Das Modelltraining wird also auf Basis der mIoU-Metrik anhand des Cityscapes-Datensatzes durchgeführt. Sollten die Ergebnisse nicht zufriedenstellend sein, können Hyperparameter, wie z. B. die Anzahl der Schichten des Neuronalen Netztes, angepasst werden.
Im Rahmen der Modellbewertung wird das ML-Modell auf Grundlage der Einzelbildfolgen bewertet, das heißt, Objektumrisse aus dem Mask-R-CNN-Resultat werden auf hinreichende Größe geprüft und diese Metrik auf Bildsequenzen aus dem Cityscapes-Datensatz angewendet, um zu bewerten, ob das Ziel von zwei Detektionen je 25 Einzelbilder zumindest auf dem Cityscapes-Datensatz erfüllt wird.

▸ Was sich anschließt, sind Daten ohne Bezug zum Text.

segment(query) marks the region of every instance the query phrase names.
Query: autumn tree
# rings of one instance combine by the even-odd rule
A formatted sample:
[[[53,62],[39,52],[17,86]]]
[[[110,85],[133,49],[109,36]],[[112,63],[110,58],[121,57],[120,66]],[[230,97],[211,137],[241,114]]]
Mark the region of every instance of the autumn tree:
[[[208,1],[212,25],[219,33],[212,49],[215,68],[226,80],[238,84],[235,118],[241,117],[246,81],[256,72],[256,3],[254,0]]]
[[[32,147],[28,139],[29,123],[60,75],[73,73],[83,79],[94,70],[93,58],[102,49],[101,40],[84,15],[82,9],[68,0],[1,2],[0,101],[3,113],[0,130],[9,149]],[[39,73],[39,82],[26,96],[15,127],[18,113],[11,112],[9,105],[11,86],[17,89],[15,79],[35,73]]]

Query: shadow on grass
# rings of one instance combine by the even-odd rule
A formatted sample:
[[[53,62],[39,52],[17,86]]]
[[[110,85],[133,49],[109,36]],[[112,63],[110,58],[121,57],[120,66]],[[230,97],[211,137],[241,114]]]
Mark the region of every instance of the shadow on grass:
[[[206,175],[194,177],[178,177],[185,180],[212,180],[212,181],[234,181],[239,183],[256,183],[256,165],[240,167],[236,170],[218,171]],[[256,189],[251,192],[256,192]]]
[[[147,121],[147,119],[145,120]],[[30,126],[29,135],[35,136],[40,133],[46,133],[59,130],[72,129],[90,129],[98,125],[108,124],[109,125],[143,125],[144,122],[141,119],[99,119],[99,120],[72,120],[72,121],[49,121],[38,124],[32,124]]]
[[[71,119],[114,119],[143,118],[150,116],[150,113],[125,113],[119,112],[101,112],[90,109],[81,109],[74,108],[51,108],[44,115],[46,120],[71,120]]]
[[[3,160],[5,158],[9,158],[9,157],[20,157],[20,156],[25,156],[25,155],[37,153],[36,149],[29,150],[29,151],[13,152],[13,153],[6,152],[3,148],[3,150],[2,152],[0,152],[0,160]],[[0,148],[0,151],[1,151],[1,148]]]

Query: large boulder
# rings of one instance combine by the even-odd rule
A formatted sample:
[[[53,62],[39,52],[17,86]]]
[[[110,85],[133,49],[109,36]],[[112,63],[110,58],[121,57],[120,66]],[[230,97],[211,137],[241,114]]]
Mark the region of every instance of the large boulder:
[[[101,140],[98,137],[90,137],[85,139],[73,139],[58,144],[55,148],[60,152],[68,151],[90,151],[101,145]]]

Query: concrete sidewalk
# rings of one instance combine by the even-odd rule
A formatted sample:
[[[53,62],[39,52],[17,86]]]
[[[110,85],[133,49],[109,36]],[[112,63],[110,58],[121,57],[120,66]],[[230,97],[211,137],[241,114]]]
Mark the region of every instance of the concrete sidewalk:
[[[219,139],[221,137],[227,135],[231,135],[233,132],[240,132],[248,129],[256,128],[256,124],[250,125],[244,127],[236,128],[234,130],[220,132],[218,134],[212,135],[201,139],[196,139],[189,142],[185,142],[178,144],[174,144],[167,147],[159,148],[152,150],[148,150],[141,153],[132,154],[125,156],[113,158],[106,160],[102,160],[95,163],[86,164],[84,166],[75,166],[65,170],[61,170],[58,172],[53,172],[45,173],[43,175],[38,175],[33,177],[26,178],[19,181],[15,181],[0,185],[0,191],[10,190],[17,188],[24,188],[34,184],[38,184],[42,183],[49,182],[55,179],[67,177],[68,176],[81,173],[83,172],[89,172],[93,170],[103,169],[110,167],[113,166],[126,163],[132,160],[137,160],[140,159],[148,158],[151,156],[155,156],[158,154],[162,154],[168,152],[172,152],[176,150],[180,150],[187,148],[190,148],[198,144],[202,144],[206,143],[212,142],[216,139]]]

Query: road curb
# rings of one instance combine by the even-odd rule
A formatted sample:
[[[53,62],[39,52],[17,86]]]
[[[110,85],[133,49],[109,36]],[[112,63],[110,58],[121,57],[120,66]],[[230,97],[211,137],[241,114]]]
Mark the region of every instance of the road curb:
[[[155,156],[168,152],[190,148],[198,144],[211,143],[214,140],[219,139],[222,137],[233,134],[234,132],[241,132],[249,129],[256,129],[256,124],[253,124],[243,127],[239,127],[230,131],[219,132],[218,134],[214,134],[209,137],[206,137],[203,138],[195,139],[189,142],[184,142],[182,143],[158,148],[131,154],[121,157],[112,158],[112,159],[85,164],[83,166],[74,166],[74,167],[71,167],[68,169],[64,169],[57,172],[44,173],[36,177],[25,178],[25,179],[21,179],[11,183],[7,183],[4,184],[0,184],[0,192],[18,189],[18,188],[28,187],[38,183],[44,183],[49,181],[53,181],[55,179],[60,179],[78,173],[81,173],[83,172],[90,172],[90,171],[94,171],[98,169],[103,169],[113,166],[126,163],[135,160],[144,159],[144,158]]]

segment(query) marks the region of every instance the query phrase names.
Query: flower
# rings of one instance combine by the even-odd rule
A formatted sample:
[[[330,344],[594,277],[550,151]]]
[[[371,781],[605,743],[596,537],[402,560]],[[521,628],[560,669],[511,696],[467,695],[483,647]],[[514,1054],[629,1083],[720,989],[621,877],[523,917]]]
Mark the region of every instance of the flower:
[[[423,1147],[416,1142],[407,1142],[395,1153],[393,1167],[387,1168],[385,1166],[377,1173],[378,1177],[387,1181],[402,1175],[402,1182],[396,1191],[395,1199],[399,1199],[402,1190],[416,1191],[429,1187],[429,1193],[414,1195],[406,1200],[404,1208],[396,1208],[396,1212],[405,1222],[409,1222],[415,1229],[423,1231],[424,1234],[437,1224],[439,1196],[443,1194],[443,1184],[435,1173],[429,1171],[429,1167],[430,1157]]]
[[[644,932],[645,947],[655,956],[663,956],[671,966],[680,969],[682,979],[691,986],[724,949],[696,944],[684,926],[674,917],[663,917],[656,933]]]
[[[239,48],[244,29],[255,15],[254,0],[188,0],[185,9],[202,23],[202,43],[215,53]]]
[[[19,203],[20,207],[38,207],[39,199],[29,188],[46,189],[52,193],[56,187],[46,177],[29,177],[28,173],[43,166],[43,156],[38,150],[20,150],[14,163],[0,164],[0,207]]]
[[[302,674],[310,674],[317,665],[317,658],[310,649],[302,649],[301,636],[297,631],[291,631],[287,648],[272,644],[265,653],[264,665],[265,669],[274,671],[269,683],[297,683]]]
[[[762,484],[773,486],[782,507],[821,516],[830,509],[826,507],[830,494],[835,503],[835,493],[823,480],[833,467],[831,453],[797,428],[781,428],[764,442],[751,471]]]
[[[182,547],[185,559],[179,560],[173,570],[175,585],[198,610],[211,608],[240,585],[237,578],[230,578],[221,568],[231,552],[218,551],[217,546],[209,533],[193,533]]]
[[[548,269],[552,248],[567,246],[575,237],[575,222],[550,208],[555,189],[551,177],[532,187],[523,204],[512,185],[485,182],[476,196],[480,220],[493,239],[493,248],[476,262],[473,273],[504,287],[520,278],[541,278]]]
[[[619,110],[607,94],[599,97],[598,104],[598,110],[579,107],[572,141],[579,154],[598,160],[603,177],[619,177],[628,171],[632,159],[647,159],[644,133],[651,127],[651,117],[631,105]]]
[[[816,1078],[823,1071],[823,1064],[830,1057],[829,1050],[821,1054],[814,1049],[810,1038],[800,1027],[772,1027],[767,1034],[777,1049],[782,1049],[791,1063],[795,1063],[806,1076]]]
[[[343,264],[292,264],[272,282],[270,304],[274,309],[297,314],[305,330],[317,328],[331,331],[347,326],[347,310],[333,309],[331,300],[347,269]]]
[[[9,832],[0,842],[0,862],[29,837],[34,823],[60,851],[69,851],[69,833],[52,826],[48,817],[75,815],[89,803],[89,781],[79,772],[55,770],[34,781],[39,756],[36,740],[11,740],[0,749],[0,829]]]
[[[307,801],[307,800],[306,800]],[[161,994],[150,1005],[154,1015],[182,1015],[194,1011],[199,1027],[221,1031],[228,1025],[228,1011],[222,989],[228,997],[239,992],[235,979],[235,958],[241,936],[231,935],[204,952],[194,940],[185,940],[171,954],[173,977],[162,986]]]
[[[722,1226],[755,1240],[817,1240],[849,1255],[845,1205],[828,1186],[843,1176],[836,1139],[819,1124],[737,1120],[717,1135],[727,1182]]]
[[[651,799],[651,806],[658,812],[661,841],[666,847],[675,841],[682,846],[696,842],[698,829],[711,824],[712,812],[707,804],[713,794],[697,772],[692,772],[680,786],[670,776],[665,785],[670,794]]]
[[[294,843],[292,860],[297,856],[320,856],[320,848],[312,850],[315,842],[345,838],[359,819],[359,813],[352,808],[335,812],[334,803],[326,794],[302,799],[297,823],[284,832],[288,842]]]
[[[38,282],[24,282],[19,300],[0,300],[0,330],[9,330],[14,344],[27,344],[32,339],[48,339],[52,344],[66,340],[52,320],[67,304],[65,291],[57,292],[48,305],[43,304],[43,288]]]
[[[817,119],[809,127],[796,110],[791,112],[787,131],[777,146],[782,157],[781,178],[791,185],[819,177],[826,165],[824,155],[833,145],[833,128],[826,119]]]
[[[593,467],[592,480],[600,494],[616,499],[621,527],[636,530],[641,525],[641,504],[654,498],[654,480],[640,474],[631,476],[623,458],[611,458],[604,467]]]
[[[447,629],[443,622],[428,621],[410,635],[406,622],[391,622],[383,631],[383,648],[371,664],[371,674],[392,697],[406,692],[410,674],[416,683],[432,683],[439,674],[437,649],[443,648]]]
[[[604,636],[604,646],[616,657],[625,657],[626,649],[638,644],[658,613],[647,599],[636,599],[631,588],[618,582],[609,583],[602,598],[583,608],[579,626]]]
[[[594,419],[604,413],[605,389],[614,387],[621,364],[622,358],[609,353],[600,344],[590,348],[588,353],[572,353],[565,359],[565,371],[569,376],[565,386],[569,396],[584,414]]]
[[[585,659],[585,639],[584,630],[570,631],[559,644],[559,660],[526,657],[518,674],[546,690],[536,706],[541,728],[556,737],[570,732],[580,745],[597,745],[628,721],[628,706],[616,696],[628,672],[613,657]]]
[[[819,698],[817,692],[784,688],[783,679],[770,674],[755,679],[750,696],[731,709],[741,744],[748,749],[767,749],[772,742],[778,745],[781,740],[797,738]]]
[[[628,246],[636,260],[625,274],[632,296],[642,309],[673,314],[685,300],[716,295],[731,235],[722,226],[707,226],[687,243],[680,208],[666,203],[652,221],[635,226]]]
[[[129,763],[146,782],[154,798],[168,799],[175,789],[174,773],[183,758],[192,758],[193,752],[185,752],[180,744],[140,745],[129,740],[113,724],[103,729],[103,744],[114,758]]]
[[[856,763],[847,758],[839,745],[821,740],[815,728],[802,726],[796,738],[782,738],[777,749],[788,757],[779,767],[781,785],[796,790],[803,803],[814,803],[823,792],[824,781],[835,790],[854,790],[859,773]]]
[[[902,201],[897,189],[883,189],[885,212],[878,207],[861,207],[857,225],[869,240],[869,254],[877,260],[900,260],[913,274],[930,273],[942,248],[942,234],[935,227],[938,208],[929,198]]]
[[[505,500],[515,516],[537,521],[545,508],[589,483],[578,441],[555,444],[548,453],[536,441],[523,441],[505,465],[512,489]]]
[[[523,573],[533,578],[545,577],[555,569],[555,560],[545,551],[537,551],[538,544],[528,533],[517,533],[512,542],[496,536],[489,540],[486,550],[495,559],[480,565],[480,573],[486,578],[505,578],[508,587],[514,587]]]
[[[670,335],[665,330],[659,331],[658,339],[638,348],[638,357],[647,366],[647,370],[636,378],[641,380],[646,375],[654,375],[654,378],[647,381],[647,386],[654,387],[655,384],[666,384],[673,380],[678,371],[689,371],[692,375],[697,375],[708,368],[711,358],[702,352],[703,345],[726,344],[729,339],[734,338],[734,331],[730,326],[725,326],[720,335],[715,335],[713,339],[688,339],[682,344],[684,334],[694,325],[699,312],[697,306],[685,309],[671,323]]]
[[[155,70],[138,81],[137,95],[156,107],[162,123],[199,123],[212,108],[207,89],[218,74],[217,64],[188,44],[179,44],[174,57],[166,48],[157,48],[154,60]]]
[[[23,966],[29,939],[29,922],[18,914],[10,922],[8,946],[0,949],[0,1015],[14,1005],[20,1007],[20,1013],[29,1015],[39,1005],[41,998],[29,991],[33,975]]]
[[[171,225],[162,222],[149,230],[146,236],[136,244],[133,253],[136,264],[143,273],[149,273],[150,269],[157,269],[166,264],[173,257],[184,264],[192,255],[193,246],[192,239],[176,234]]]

Im Rahmen der Modularisierung als Komponente wird das System auf die GPU-Recheneinheit übertragen, und die CityscapesDatensatz-Bilder werden simulativ über die reale Ethernet-Schnittstelle eingespielt, um einen echten Videostream nachzubilden. Hier wird der Maßstab von zwei Detektionen je Sekunde auf der realen Plattform der Komponente erprobt, jedoch (in dieser Iteration) noch ohne reale Daten.
Die Komponente kann am Checkpoint jetzt in ihren Spezifikationen und mit der erreichten Ergebnisqualität auf Kompatibilität mit den parallel entwickelten Komponenten geprüft werden.